Limon Bahçeleri | страница 30



Alev sakince tüm alanı aydınlattı. Yorgun köpek, küçük bir çorak araziye uzandı. Yaşlı adam, eski tütün kutusu çıkardı ve bir sigarayı Hayk'a uzattı. Hayk kutuya bakmasına rica etti ve kapağındaki çizimi dikkatle inceledi.

–Siz bu kutuyu kendiniz mi yaptınız?

–Hayır, babam çocukken buraya sık sık gelirdi. Etrafta bir çeşit sihir varmış gibi görünüyordu. O taşın altında bir tütün kutusu buldu, adam parmağıyla uzak bir yeri işaret etti.

Çizimin ortasında manastır ve bir limon ağacının dalı vardı.

–Burada ne oldu? diye sordu Hayk.

Müzik duyuldu. Özel ritmi, başını göğe kaldırmasını sağladı. O akşam takımyıldızlar Dünya'ya yakındı ve bize olan her şeyin sırrını açıklamaya hazır görünüyorlardı. Janna'nın nefesi kesildi; geçmişten gelen resimler birbiri ardına zamanda çıkıyordu.

Yaşlı adam anlatmaya başladı…

“Babaannem babam küçükken iki kardeşin hikâyesini anlattı:

…Manastırda bir gönüllü birlikle kaldılar ve düşman için ciddi bir pusu kurdular. Askerler içeri girdiğinde onlara çevrelediler ve tüm bölgeyi ateşe verdiler. Hiç kimse ateş çemberinden çıkamadı. Herhangi bir girişimde tek tek vurulma ile sona erdi.

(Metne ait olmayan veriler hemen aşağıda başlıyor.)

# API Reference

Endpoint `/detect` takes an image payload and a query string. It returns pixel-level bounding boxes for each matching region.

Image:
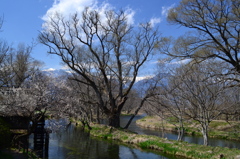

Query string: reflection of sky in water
[42,120,172,159]
[29,116,240,159]
[121,115,240,149]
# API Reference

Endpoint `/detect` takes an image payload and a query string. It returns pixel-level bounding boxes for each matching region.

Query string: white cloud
[136,75,154,82]
[162,3,175,16]
[43,68,56,72]
[169,59,191,65]
[150,18,162,27]
[42,0,135,24]
[42,0,97,21]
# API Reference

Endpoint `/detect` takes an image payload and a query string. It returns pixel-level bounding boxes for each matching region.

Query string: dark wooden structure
[34,117,50,158]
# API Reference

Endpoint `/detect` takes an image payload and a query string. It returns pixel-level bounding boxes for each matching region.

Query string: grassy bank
[136,116,240,141]
[90,125,240,159]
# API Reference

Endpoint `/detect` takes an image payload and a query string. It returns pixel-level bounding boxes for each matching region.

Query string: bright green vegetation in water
[90,125,240,159]
[136,116,240,141]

Alevlerin içinden kurtulmak isteyen ve yalvaran elleri görülüyordu. Rahip, şu taşın yanındaki duayı okuyordu… Kardeşi ateşten çıkmak isteyen herkesi vuruyordu. Sonra bazı kitapları ve fresklerin parçalarını yüklediler ve doğuya gittiler. Kutsal dağın bölgesinde savaşa devam ettiler ve onların hakkında efsaneler oluştu…”

–Ermeni Konfederasyonu savunmasını icat eden onlar mı? -Hayk fısıldadı.

Alev etrafa sıçradı ve ateşin kıvılcımları farklı yönlere uçtu. Janna'nın eline gelen ateş parçası, onun canını yaktı ve bir iz bıraktı.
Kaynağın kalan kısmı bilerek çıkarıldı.